It’s a cute story. We are all allowed to laugh, no lightning from heaven will rain down upon us for doing so. Honestly, we all can associate with this woman’s plan at some point in our life. We have each felt the pain and scourge of enemies, often many of them having once been friends or family, attacking us. We know what it is like to wish certain people out of the picture once and for all. If we were rabid, chances are, at some point we would think of a person or two we would like to bite into, quite literally, and take down with us. We are human. God get’s it, he came to us as a human and no doubt knew the temptation to lunge and sink his teeth into a person who was doing harm to himself or others.

It’s human nature to seek justice, to seek some form of retaliation for evils committed by others. Our modern courts are established for this very reason. There has always been a sense of need to keep things in order and to protect by disciplining, this isn’t a new concept nor unique to American democracy. In ancient times it was the perception of most people that God worked in the same way, pouring out wrath on evildoers. Therefore, in the creation of the Mosaic Law (much of it can be read in the Book of Leviticus), the “lex talionis” or the law of retaliation was established in an attempt to create fair justice in the land of Israel. Regardless, if a harm, or evil, was committed intentionally or not the judges were to determine and authorize the law of retaliation. Those of us who are highly advanced in our state of endless love might jump to the conclusion that this law of retaliation is downright evil but actually it was created to safeguard against excessive retaliation. The law required that the punishment essentially “fit the crime.” It eliminated the possibility for arbitrarily chosen punishments seeking to get blood thirsty revenge rather than justice.

Jesus, however, comes on the scene today and once again turns the law, of his time, upside down, not seeking to destroy it but seeking to take the listeners deeper within its truths. Keep in mind we are still in the midst of the Sermon on the Mount, he is still speaking to the same crowd, to people who were called the Salt and the Light of the Earth. Now, Jesus calls them to love in a way that wasn’t thought possible by most of his listeners. He says, “You have heard it was said, ‘An eye for an eye and a tooth for a tooth.’ But I say to you, Do not resist an evildoer.” Now let me throw the brakes on right here before you start hearing in your head the sermons you likely grew up with. You know, the sermon that proceeds to tell you to allow yourself to be beaten and destroyed, to be hated, to loose all sense of self-value in the supposed name of ultimate love. Many modern Biblical texts, including the one we used today, do us disservice in translation when it says, “do not resist an evildoer.” A much more authentic translation to the original texts would be, “do not oppose the evildoer violently.” Jesus isn’t, contrary to popular myth, asking us to lay die and be destroyed, without purpose, but rather asking us to never repay evil with further evil. He feels there must be a better way to combat evil! In case we begin to think Jesus is calling us to self-hatred and bodily harm we have our Epistle reading today from St. Paul reminding us that our bodies are God’s temple and we are called to protect and honor them.

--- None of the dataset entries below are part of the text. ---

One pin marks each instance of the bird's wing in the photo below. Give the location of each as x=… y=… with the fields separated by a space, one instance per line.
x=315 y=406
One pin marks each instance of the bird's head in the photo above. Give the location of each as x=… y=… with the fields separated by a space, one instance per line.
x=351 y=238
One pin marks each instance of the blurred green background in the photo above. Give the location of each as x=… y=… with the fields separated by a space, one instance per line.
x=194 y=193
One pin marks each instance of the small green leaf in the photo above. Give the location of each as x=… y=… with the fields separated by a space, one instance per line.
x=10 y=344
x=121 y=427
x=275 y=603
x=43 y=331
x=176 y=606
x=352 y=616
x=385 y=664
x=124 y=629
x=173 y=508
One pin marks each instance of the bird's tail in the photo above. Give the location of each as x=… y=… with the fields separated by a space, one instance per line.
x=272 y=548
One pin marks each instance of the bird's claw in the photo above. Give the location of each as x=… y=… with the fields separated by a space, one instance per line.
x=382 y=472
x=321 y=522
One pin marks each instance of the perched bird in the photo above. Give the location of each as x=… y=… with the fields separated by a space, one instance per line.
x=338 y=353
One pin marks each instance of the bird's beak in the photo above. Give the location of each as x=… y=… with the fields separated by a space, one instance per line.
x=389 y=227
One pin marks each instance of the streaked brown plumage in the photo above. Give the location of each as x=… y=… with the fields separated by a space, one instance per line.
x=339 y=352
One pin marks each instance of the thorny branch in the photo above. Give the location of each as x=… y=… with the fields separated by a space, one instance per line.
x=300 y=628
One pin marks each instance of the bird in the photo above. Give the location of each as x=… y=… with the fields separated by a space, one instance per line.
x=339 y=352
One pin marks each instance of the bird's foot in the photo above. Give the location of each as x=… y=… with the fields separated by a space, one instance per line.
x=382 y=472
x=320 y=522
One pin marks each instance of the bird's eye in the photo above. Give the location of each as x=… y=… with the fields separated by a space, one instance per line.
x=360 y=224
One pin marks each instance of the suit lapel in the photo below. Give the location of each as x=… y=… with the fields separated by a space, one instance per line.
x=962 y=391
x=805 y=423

Jesus is asking us to consider the possibility that repaying evil with more evil does not lead to peace nor to ultimate fulfillment, rather it only brings a brief sense of respite. The wounds for which we seek repayment will not suddenly disappear upon a successful execution of the law of retaliation, they will continue to sting and continue to manifest themselves because they hold a power of us. A power which only we can destroy with the choice of love over evil. We, as a people of faith, are called to seek the destruction of evil, humiliation and pain by shaming those who have seemingly held power of us. What is the best way to shame one who holds an abusive position of power? To show them that ultimately they have no power because our self worth and our hope does not lie in anything tangible, nor in their decrees or actions, but rather in our faith that Divine Love will have the final word. Our power of hope lies in our innermost being where we constantly recall that we are beautifully and wonderfully created, we are sacred.

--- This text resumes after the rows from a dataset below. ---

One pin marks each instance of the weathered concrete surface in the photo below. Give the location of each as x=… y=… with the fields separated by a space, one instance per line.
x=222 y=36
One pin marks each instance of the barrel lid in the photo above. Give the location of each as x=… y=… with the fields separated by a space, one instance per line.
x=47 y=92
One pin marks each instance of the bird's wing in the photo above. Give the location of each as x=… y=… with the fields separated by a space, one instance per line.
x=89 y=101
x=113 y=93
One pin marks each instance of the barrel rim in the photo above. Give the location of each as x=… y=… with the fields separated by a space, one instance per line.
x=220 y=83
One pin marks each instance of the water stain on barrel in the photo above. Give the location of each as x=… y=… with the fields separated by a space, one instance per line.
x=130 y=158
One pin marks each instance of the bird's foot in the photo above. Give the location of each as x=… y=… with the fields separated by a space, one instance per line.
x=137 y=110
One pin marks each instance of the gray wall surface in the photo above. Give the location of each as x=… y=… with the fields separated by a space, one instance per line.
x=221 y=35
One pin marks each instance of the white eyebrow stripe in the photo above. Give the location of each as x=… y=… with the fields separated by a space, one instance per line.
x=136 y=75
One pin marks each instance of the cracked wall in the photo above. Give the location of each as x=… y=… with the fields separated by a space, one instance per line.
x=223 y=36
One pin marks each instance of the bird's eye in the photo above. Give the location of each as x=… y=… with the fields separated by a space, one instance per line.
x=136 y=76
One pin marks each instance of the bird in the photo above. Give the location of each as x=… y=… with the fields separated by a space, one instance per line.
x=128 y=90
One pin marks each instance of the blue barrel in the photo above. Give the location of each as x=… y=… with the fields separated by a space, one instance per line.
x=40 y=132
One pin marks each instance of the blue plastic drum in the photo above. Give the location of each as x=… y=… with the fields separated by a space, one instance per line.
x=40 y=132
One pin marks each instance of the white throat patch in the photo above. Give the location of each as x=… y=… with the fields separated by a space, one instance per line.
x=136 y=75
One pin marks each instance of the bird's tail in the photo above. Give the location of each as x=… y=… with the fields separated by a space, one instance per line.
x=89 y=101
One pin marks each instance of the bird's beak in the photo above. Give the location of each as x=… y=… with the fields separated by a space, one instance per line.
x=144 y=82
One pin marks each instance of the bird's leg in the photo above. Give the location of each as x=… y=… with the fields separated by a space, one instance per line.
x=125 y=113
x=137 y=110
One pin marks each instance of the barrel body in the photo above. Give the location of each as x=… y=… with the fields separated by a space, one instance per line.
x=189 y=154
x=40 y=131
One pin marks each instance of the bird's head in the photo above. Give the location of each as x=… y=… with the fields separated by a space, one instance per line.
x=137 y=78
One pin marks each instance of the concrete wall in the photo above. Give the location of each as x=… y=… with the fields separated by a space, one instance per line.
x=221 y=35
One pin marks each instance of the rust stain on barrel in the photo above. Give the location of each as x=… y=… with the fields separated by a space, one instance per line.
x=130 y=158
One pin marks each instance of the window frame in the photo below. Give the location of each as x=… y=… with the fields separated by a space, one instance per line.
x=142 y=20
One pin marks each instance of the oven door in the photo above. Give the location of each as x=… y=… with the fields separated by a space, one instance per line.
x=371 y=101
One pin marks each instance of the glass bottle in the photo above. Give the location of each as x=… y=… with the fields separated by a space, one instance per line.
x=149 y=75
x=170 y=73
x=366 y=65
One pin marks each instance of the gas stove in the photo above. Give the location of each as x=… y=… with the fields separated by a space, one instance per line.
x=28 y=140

Jesus asks us to be willing to turn the other cheek, this isn't a request for further pain, but a visible sign that slapped cheeks do not dictate the course of our lives. And how do we turn our cheeks? As we walk on by saying, “See ya later!” We are called to be willing to give up our cloak along with our coat as a sign that we have chosen to walk a path of love that is illogical to most of humanity but completely logical to God and those who choose to follow after God. We will walk two miles if asked to walk one, we will be willing to go that extra distance in life to remind those around us that our steps are not ordered by hate or by shame or by retaliation but by love. We declare that we choose our steps, in synch with the Spirit of life, and no one else dictates them.

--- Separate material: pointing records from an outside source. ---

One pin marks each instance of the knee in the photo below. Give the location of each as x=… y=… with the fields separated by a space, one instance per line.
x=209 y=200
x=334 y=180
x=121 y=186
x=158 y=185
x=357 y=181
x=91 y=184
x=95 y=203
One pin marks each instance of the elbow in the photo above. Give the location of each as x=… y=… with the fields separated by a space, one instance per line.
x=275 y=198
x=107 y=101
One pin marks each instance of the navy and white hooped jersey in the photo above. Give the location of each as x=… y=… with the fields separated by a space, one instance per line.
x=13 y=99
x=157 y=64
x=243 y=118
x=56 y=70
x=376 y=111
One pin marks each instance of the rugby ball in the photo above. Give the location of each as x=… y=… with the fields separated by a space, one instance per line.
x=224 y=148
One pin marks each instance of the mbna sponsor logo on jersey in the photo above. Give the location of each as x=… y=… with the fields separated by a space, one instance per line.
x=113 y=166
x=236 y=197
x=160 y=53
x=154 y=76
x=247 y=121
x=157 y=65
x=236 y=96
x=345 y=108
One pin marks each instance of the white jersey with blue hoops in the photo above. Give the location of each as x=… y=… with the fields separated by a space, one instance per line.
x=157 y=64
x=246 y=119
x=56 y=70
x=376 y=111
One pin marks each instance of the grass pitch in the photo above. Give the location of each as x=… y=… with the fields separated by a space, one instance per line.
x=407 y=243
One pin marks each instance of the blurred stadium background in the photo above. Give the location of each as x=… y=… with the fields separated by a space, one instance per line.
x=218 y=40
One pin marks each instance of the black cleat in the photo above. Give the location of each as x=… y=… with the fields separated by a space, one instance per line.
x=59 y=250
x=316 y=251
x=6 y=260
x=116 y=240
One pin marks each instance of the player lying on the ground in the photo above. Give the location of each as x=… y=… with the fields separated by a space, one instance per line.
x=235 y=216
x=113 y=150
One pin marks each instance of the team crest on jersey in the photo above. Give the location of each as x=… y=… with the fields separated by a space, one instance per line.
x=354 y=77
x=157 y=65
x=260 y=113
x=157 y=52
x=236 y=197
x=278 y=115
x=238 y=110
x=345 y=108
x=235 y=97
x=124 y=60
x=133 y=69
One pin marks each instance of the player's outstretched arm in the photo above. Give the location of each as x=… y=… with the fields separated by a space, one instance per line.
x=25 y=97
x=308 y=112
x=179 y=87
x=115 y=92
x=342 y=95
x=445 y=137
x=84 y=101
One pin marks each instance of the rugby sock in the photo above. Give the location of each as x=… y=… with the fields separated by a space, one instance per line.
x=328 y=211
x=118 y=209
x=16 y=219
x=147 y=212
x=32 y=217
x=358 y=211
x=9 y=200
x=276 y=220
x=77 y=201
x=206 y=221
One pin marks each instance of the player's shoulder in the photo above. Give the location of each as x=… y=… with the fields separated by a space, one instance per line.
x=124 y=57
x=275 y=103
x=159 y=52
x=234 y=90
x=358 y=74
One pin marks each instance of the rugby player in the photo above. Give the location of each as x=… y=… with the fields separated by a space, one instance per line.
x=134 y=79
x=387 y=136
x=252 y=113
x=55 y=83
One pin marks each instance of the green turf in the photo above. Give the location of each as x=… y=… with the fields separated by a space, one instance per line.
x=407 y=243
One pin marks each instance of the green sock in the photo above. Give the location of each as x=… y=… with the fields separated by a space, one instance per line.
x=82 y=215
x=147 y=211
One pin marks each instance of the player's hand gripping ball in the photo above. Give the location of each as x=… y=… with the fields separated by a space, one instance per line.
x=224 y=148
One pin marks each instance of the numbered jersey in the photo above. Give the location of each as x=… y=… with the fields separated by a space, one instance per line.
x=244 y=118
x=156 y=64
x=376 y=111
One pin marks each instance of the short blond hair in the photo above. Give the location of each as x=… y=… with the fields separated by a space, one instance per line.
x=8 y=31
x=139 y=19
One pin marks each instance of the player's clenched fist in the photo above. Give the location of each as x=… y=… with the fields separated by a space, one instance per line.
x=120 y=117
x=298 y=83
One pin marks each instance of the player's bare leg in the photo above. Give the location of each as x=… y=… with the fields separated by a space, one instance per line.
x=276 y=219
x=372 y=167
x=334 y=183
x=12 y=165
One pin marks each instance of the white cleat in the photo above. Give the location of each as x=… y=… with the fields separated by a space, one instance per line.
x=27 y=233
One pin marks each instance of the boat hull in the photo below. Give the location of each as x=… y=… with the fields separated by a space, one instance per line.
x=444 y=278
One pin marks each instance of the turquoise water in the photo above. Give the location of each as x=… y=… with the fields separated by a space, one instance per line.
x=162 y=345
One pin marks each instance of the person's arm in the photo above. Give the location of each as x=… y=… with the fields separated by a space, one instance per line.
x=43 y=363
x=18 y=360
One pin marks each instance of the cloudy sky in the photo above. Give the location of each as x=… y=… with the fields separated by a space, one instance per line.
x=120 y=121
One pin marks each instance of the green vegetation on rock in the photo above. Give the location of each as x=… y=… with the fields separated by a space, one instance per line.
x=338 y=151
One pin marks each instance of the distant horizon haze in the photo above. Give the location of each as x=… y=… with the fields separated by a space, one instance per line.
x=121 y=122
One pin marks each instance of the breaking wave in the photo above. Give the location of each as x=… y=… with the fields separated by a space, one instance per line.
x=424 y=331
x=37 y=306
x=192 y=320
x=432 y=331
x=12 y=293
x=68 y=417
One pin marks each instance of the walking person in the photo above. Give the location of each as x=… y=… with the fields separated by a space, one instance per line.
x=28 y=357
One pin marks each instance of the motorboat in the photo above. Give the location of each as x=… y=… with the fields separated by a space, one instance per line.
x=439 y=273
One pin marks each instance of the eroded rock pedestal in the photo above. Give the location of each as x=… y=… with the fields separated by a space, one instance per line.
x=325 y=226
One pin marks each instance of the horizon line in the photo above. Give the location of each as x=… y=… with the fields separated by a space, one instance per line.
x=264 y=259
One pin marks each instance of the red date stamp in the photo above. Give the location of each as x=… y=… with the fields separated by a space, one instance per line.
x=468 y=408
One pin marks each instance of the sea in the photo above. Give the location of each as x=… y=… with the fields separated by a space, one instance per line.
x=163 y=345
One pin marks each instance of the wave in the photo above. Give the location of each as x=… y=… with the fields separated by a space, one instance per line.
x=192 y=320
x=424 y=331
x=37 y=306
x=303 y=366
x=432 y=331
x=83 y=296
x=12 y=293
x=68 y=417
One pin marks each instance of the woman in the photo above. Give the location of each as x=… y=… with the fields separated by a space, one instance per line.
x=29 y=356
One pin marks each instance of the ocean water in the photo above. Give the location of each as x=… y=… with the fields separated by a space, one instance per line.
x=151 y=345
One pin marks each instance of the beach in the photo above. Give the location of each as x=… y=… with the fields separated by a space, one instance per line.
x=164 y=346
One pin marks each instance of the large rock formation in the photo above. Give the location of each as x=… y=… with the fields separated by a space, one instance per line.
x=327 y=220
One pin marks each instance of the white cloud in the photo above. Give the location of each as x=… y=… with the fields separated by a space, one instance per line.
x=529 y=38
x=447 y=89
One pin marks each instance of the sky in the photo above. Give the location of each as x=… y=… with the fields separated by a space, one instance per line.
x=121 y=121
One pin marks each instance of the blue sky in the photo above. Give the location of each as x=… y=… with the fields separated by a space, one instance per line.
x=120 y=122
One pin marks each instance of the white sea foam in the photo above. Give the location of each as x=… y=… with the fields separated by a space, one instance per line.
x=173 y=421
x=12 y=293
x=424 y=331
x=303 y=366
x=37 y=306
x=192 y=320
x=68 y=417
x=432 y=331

Jesus continues his words of wisdom, knowing quite well what is often hiding in our hearts and agendas. Let’s just say, Jesus was no fool! In case any of the listeners on the Mount, or any of us today, decide…this isn’t so bad, I can love my family when they treat me poorly, I can stand up for myself in a spirit of love without seeking evil for evil…. He goes on to tell us that even our enemies are our neighbors! Jesus asks us a very logical question, “For if you love those who love you, what reward do you have?” It doesn’t take great philosophical or spiritual insight to understand that if we are only willing to give to those who have already given to us, we aren’t truly giving at all. The Scriptures tell us, “God first loved us before we loved him (I John 4:19).” It is to this same willing love that Jesus calls each of us today. A love that is so earth shattering that is not dependent upon the actions of others but flows forth freely from each of us to all those around us.

I do not believe, for a second, that Jesus asks us to allow evil, death and murder to run rampant. We need courts of law, we need order and, sadly, we need the law of retaliation. However, Jesus calls us as individuals to not set up courts of law in our hearts that only keep us captive, but rather to let go and allow love to bring healing. We are called to find our self-worth not in the sayings of others or in their actions toward us but in the image of God contained within us all. When we understand that all the power of God is found within us, we can carry out love in unthinkable ways and turn the other cheek as we move onto to new and better things.

Our Gospel reading ended today with words that are almost fearful, “Be perfect, therefore, as your heavenly Father is perfect.” Our minds jump immediately to moral perfection or the ability to never “mess up.” However, once again the original language of this Scripture conveys a very different understanding of perfection. It comes from the Greek word, “teleios,” which means goal, end or purpose. Jesus is asking us to set the ultimate goal of being like the heavenly father, the perfect loving parent. We are asked to become individuals who aren’t given over to anger easily, who love unconditionally, forgive always and give without expectation of reward. We are called to begin a thoughtful and purposeful process.

Jesus isn’t expecting us to walk out the doors this evening and never make a mistake again or to suddenly cease desiring personal retaliation. However, he is asking us to make a conscious decision to move from a place of seeking evil to a place of doing good, even to those we would never call our friends. To set an end goal of giving when someone is in need and choosing love always, even when we are spoken against. This is a demanding request, such divine perfection isn’t easy, but if anyone is allowed to ask this of us, it’s Jesus. The one who showed us the ability to do so most clearly as he hung on a cross and said, “Forgive them, they know not what they do.” Are we willing to consider doing the same the next time someone crucifies us? I dare you to try. Chances are few, if any of us, will ever reach our end goal but all the same we keep trying. Radical love is the greatest miracle of all and we each have the power to create it in our own lives and the lives of those around us. And when you fail, just keep the ultimate end goal in mind. That is all Jesus asks of us…set a goal…to love all.